Разорванные сине лиловые тучи, краснея на восходе, быстро гнались ветром. Становилось все светлее и светлее. Ясно виднелась та курчавая травка, которая заседает всегда по проселочным дорогам, еще мокрая от вчерашнего дождя; висячие ветви берез, тоже мокрые, качались от ветра и роняли вбок от себя светлые капли. Яснее и яснее обозначались лица солдат. Ростов ехал с Ильиным, не отстававшим от него, стороной дороги, между двойным рядом берез.
Ростов в кампании позволял себе вольность ездить не на фронтовой лошади, а на казацкой. И знаток и охотник, он недавно достал себе лихую донскую, крупную и добрую игреневую лошадь, на которой никто не обскакивал его. Ехать на этой лошади было для Ростова наслаждение. Он думал о лошади, об утре, о докторше и ни разу не подумал о предстоящей опасности.
Прежде Ростов, идя в дело, боялся; теперь он не испытывал ни малейшего чувства страха. Не оттого он не боялся, что он привык к огню (к опасности нельзя привыкнуть), но оттого, что он выучился управлять своей душой перед опасностью. Он привык, идя в дело, думать обо всем, исключая того, что, казалось, было бы интереснее всего другого, – о предстоящей опасности. Сколько он ни старался, ни упрекал себя в трусости первое время своей службы, он не мог этого достигнуть; но с годами теперь это сделалось само собою. Он ехал теперь рядом с Ильиным между березами, изредка отрывая листья с веток, которые попадались под руку, иногда дотрогиваясь ногой до паха лошади, иногда отдавая, не поворачиваясь, докуренную трубку ехавшему сзади гусару, с таким спокойным и беззаботным видом, как будто он ехал кататься. Ему жалко было смотреть на взволнованное лицо Ильина, много и беспокойно говорившего; он по опыту знал то мучительное состояние ожидания страха и смерти, в котором находился корнет, и знал, что ничто, кроме времени, не поможет ему.

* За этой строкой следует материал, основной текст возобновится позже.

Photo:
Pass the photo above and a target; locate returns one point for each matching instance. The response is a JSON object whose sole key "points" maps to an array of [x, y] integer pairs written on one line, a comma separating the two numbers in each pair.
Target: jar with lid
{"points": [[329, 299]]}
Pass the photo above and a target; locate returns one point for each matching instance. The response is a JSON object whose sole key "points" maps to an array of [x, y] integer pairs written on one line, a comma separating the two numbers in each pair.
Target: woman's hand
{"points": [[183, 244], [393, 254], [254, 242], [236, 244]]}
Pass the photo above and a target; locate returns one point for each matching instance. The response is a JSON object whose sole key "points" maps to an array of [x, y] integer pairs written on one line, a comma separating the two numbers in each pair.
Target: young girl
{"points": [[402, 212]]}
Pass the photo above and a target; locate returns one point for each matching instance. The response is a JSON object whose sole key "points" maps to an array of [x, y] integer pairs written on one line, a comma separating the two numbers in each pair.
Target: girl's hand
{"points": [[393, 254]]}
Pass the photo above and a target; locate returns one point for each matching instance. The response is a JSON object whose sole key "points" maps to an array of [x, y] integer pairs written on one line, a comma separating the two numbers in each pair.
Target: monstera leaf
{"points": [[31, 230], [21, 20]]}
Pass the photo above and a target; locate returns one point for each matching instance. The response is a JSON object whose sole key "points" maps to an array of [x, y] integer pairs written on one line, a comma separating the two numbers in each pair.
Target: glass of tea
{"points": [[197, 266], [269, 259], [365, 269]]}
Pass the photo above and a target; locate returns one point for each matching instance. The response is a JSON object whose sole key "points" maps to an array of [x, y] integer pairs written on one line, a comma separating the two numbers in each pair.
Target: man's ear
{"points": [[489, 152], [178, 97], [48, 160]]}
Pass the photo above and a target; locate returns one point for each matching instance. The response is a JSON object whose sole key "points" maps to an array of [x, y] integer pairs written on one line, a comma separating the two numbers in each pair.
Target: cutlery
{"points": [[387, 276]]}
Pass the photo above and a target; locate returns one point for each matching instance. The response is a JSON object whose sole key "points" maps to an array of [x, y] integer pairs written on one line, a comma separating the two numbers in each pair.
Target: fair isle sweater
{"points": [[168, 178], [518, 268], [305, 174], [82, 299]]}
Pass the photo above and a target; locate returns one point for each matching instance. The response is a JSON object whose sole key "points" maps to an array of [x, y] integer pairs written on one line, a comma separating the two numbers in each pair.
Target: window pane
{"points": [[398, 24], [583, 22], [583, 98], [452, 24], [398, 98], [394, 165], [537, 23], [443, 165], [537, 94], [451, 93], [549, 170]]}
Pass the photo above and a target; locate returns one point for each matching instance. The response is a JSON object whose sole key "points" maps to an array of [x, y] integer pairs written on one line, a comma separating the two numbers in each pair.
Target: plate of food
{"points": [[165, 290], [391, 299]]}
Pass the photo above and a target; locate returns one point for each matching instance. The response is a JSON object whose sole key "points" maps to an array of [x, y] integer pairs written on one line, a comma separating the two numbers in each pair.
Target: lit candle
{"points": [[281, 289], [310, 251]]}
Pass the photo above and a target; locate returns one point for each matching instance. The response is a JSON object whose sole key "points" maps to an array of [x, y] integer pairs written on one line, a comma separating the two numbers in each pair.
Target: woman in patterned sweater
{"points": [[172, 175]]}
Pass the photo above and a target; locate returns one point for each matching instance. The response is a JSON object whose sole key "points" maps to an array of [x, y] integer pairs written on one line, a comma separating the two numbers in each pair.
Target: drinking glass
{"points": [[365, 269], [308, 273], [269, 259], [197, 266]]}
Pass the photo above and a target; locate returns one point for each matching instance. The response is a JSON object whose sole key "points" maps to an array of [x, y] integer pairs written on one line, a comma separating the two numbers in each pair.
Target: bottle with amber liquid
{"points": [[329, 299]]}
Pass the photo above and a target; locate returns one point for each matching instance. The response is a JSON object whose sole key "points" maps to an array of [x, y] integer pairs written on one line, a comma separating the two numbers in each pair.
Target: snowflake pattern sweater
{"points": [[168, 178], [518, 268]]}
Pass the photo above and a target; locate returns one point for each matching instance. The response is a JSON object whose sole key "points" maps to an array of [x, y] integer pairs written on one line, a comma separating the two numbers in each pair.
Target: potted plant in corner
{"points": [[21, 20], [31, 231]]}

Только что солнце показалось на чистой полосе из под тучи, как ветер стих, как будто он не смел портить этого прелестного после грозы летнего утра; капли еще падали, но уже отвесно, – и все затихло. Солнце вышло совсем, показалось на горизонте и исчезло в узкой и длинной туче, стоявшей над ним. Через несколько минут солнце еще светлее показалось на верхнем крае тучи, разрывая ее края. Все засветилось и заблестело. И вместе с этим светом, как будто отвечая ему, раздались впереди выстрелы орудий.

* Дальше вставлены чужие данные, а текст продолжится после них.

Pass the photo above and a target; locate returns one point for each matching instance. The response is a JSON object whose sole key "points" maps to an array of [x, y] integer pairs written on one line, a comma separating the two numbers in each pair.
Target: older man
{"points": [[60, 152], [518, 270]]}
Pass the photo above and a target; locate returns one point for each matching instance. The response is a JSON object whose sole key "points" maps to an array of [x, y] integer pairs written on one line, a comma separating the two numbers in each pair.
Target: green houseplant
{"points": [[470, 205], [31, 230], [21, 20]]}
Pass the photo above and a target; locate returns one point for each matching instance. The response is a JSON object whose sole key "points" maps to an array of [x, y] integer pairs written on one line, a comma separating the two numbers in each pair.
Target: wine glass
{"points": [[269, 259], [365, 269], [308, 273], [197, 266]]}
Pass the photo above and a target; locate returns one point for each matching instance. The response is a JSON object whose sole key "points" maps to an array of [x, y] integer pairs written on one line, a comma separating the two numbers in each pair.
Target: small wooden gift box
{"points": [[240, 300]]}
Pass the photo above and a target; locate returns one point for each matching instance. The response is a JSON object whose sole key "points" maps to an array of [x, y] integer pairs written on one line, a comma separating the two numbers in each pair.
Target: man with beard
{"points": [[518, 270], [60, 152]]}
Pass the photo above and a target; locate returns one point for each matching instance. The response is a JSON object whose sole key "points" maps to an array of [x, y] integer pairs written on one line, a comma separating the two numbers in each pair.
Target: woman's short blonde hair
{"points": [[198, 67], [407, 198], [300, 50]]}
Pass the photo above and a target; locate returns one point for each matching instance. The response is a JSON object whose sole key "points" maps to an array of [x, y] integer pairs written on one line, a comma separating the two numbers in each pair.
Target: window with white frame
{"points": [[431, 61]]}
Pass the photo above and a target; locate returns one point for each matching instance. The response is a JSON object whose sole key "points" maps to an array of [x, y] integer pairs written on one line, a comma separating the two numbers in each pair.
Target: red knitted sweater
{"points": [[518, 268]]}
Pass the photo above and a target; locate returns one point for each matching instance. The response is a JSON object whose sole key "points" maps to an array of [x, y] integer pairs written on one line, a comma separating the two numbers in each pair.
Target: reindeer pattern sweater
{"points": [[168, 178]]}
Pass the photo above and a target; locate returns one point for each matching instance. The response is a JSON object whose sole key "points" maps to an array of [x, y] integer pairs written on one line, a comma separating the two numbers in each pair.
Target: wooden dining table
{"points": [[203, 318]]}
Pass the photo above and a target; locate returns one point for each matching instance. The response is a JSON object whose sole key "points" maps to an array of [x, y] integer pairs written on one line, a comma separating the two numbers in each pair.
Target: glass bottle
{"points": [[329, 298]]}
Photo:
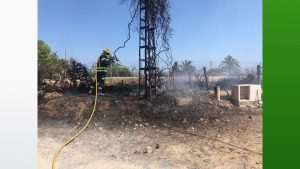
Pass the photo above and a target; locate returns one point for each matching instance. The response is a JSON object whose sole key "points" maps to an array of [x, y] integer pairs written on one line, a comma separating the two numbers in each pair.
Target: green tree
{"points": [[230, 65], [186, 66]]}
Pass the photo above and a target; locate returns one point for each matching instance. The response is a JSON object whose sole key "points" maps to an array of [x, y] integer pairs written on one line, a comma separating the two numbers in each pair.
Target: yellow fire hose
{"points": [[76, 135]]}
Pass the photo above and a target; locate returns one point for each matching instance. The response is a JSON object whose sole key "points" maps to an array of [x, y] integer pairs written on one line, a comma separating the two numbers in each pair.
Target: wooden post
{"points": [[258, 74], [204, 70], [190, 79], [218, 93]]}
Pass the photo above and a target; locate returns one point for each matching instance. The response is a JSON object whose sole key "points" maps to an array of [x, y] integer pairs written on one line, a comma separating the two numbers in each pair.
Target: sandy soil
{"points": [[130, 134]]}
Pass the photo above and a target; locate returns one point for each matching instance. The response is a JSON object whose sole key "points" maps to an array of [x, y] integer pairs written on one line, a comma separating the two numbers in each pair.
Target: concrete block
{"points": [[246, 94]]}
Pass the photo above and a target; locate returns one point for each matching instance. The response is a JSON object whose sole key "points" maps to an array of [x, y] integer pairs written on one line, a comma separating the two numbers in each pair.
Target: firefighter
{"points": [[104, 60]]}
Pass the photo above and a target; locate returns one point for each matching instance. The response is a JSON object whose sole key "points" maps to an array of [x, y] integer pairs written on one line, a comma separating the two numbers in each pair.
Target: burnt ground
{"points": [[193, 132]]}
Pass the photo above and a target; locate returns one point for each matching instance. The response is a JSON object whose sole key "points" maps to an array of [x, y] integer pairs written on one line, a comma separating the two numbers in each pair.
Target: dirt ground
{"points": [[181, 130]]}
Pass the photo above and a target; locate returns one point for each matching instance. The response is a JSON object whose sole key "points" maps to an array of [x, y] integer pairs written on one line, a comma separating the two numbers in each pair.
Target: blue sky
{"points": [[204, 30]]}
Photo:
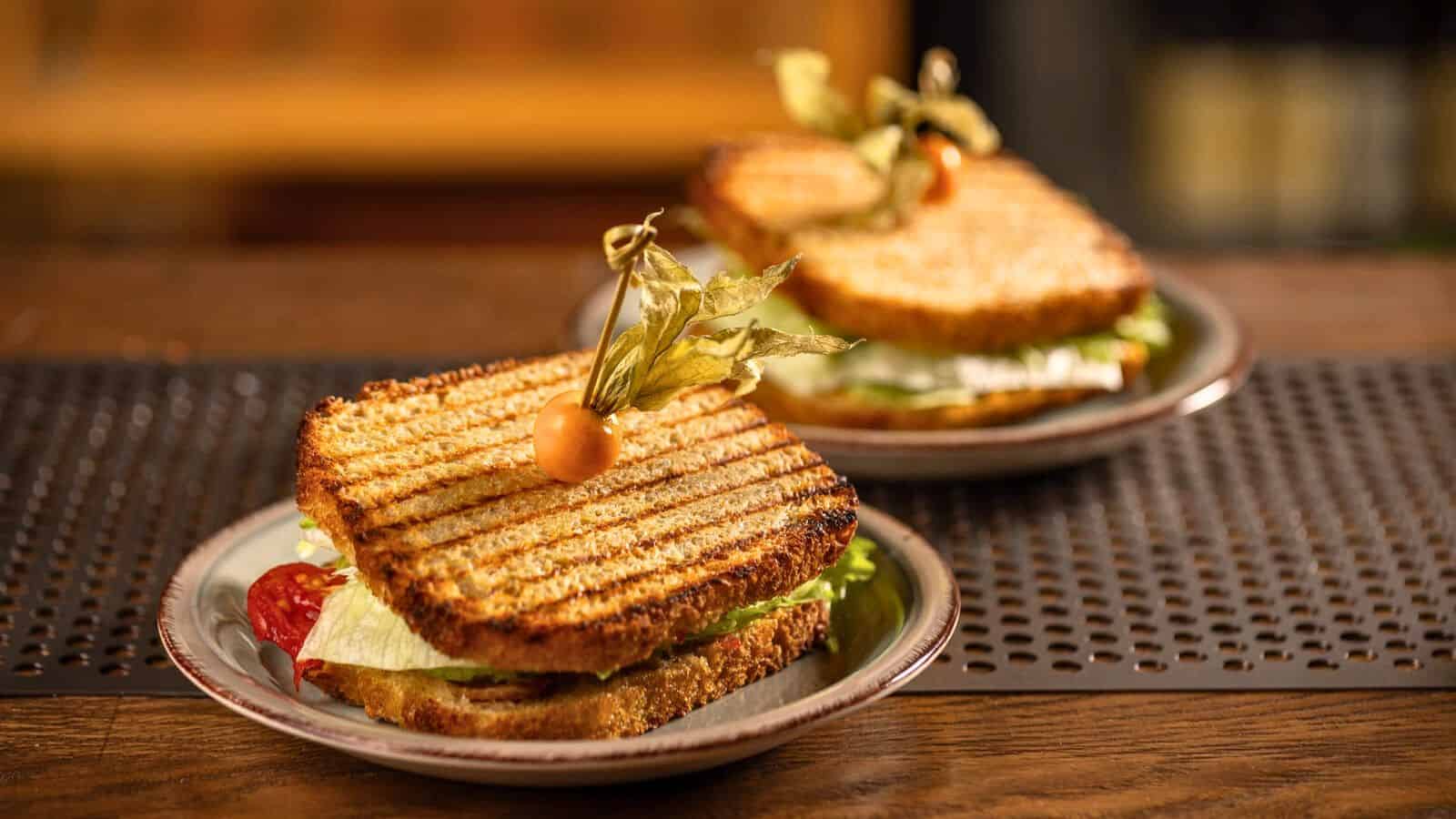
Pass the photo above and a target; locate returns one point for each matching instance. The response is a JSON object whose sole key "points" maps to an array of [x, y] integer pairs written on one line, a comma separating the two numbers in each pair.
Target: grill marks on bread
{"points": [[1008, 259], [455, 526]]}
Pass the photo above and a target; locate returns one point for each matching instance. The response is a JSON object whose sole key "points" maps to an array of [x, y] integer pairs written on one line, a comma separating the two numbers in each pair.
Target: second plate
{"points": [[1208, 360]]}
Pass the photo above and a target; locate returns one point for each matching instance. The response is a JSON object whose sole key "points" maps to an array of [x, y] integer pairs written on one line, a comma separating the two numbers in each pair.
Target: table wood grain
{"points": [[1320, 753]]}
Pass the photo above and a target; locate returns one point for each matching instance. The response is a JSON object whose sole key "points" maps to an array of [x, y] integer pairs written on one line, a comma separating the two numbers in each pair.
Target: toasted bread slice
{"points": [[844, 410], [582, 707], [1008, 259], [431, 489]]}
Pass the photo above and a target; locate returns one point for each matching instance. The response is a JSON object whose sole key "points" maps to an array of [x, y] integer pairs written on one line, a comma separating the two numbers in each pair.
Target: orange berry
{"points": [[574, 443], [945, 159]]}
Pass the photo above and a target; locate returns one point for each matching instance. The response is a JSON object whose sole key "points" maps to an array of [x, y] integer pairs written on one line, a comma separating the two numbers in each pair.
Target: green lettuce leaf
{"points": [[856, 566], [890, 375], [357, 629]]}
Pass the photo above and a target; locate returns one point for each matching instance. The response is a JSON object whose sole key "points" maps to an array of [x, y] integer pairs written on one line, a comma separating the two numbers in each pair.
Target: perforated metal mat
{"points": [[1299, 535]]}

Не успел еще Ростов обдумать и определить, как далеки эти выстрелы, как от Витебска прискакал адъютант графа Остермана Толстого с приказанием идти на рысях по дороге.
Эскадрон объехал пехоту и батарею, также торопившуюся идти скорее, спустился под гору и, пройдя через какую то пустую, без жителей, деревню, опять поднялся на гору. Лошади стали взмыливаться, люди раскраснелись.

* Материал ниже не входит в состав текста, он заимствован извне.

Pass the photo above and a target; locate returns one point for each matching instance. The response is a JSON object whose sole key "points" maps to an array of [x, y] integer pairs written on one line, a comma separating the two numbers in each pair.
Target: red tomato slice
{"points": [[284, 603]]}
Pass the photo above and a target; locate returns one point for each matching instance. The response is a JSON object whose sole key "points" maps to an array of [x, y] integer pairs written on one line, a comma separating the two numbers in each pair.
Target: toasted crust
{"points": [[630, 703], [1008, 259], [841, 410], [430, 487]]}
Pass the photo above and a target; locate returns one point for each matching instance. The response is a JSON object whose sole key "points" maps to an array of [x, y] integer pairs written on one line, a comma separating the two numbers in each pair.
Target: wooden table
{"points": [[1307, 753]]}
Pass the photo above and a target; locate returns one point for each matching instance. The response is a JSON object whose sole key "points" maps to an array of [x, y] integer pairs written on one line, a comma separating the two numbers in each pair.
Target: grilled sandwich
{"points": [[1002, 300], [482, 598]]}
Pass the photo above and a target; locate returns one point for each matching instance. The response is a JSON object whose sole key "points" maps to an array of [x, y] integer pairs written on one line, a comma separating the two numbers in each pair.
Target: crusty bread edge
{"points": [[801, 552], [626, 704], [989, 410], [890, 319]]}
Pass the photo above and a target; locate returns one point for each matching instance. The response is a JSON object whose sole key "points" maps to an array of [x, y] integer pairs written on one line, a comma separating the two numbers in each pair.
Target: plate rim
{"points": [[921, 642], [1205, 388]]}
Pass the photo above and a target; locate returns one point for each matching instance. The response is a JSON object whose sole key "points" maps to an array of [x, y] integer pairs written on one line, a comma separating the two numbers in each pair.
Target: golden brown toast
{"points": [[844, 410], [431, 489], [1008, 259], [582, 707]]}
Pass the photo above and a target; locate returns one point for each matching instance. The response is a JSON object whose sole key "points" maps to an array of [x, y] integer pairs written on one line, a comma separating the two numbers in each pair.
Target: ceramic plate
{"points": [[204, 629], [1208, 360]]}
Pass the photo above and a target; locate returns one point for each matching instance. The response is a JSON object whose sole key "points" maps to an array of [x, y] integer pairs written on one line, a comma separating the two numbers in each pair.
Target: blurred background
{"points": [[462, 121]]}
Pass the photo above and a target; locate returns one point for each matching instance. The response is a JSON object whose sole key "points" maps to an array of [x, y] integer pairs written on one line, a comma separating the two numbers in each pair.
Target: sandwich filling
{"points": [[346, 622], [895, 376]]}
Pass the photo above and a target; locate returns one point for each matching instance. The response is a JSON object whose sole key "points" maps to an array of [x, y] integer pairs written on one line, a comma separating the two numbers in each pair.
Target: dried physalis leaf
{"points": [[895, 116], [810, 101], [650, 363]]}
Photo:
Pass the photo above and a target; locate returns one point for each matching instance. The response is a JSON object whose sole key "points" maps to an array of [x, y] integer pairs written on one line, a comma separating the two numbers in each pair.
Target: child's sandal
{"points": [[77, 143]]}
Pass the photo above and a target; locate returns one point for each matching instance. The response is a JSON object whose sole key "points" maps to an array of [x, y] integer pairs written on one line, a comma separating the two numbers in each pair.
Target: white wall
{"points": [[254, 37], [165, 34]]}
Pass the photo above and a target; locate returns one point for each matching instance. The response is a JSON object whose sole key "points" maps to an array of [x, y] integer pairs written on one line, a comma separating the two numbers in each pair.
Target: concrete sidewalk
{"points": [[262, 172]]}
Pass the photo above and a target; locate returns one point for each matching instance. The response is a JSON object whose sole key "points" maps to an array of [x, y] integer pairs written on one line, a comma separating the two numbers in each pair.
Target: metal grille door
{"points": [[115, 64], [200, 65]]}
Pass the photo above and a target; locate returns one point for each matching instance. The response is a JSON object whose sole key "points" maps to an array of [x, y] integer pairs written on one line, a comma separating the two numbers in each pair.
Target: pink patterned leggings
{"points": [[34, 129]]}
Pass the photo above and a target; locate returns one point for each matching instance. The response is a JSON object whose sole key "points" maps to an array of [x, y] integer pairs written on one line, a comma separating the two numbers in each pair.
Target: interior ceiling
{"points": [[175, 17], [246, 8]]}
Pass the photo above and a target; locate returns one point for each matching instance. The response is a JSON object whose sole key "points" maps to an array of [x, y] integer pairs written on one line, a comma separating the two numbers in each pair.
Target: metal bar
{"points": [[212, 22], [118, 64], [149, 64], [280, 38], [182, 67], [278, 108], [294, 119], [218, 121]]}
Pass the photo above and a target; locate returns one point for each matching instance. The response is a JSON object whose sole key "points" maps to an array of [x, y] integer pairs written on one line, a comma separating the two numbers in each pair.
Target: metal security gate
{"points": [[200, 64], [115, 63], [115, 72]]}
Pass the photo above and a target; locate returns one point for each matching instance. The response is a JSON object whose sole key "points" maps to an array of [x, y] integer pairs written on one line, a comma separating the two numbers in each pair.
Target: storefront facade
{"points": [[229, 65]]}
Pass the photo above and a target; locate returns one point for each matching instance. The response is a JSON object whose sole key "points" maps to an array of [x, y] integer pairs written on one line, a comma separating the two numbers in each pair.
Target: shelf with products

– Стой, равняйся! – послышалась впереди команда дивизионера.
– Левое плечо вперед, шагом марш! – скомандовали впереди.
И гусары по линии войск прошли на левый фланг позиции и стали позади наших улан, стоявших в первой линии. Справа стояла наша пехота густой колонной – это были резервы; повыше ее на горе видны были на чистом чистом воздухе, в утреннем, косом и ярком, освещении, на самом горизонте, наши пушки. Впереди за лощиной видны были неприятельские колонны и пушки. В лощине слышна была наша цепь, уже вступившая в дело и весело перещелкивающаяся с неприятелем.